The important issues he covers include questions such as can nonprofits take risks and does a fixation on "overhead" costs prevent the nonprofits from rewarding talent? But he offers little to the discussion because he fails to distinguish between his experience, running a commercial fund raising company, and an actual charity.

I agree with the sentiment he uses as a chapter heading: Let's stop asking this question. His arguement is that when we focus on asking charities how much goes to program versus overhead we fail to look at other important indicators. Low overhead does not mean the organization provides good services.

But that applies to asking the question of charities. The question is still appropriate, even mandatory, to ask of a commercial fund raising firm.

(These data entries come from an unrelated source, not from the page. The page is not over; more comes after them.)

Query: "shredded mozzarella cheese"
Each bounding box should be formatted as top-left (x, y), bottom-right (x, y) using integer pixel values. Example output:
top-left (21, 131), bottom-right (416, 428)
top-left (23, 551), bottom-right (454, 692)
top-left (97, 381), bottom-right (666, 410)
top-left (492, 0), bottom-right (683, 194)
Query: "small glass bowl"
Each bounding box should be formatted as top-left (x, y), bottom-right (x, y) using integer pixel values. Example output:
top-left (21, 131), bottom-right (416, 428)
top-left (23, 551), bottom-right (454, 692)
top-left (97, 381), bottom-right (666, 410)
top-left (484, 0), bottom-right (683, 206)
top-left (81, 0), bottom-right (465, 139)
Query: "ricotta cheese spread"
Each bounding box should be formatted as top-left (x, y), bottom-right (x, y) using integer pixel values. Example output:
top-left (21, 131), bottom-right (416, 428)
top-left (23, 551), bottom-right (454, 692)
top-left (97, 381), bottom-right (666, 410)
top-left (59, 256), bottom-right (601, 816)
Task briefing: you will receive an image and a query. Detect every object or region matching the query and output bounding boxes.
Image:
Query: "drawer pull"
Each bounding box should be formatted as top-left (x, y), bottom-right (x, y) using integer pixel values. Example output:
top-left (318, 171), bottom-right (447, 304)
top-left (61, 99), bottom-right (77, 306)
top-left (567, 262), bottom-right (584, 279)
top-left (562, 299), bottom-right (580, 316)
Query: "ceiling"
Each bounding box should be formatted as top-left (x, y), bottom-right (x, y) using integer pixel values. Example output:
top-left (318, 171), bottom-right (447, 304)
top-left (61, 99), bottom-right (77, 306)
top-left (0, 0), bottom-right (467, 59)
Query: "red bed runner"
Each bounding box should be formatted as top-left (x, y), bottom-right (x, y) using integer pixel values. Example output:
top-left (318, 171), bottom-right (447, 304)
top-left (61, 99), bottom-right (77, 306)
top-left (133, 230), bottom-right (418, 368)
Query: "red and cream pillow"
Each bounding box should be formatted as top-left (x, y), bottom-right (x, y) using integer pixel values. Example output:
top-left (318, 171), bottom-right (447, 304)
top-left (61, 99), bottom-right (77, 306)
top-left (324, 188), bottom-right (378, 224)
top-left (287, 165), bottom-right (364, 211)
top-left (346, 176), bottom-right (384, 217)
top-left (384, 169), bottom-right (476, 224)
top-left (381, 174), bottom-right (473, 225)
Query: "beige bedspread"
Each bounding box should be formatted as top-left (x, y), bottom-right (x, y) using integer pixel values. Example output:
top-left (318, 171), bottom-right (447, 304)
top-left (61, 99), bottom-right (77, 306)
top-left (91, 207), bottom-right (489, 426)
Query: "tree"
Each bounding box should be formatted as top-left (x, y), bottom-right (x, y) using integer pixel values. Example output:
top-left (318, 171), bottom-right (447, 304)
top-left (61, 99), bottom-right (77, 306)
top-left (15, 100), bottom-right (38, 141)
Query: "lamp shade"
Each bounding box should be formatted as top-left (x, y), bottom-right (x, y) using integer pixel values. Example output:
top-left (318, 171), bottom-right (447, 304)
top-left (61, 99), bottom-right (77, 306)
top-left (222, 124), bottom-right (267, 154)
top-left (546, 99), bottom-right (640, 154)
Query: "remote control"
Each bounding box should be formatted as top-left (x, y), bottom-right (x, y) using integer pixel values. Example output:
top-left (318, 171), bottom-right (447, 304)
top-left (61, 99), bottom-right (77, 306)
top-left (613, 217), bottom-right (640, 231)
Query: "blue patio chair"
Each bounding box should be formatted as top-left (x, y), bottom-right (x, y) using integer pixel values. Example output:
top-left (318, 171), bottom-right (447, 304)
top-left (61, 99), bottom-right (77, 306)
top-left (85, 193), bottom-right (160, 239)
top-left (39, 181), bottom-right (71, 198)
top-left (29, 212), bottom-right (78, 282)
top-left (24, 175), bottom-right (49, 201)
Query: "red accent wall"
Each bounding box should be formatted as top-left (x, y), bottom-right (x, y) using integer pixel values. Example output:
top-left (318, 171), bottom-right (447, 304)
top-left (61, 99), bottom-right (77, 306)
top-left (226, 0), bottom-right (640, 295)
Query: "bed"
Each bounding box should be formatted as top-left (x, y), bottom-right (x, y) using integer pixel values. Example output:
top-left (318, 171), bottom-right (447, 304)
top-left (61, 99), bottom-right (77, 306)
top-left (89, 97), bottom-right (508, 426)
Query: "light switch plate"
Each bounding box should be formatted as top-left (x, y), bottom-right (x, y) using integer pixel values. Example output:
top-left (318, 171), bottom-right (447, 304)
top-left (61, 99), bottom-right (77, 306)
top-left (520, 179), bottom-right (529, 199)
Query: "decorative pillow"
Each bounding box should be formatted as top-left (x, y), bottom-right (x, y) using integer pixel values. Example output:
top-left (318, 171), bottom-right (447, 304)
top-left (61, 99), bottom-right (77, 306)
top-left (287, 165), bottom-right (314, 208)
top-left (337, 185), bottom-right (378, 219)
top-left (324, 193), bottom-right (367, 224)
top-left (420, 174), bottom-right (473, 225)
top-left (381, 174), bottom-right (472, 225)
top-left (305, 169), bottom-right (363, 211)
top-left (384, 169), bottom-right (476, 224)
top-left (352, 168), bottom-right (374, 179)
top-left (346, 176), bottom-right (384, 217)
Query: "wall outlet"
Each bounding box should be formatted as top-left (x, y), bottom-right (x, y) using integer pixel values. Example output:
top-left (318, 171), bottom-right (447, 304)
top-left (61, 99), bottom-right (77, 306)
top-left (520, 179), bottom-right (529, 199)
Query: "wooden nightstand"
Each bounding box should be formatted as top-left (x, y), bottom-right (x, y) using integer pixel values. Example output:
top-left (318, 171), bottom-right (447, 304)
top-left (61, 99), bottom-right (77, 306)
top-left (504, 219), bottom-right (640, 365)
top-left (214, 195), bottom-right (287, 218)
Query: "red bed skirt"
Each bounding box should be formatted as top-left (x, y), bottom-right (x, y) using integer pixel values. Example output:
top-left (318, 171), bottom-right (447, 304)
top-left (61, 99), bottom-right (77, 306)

Another example is his observation about charities being afraid to take risks. But does he follow this up with a discussion of charity taking a hard look at how it provides services or bravely underwritting the costs of bringing services to an underserved community? No; his example is the "risk" his organization took in trying innovative fund raising events. Yet a full reading seems to indicate that the cost of the risk really fell to the charitable recipient of the event proceeds. Mr. Pallotta's example of a risk that failed is when an event yielded only 20% to 30% to the charity because it failed to gain enough participants. I may be jumping to conclusions, but my reading seems to indicate that Dan Pallotta and his firm still met their costs.

The best part of the book is the case study of Mr. Pallotta's firm which is included. It sheds some light both on the positive and negative aspects of the large scale events that his firm produced.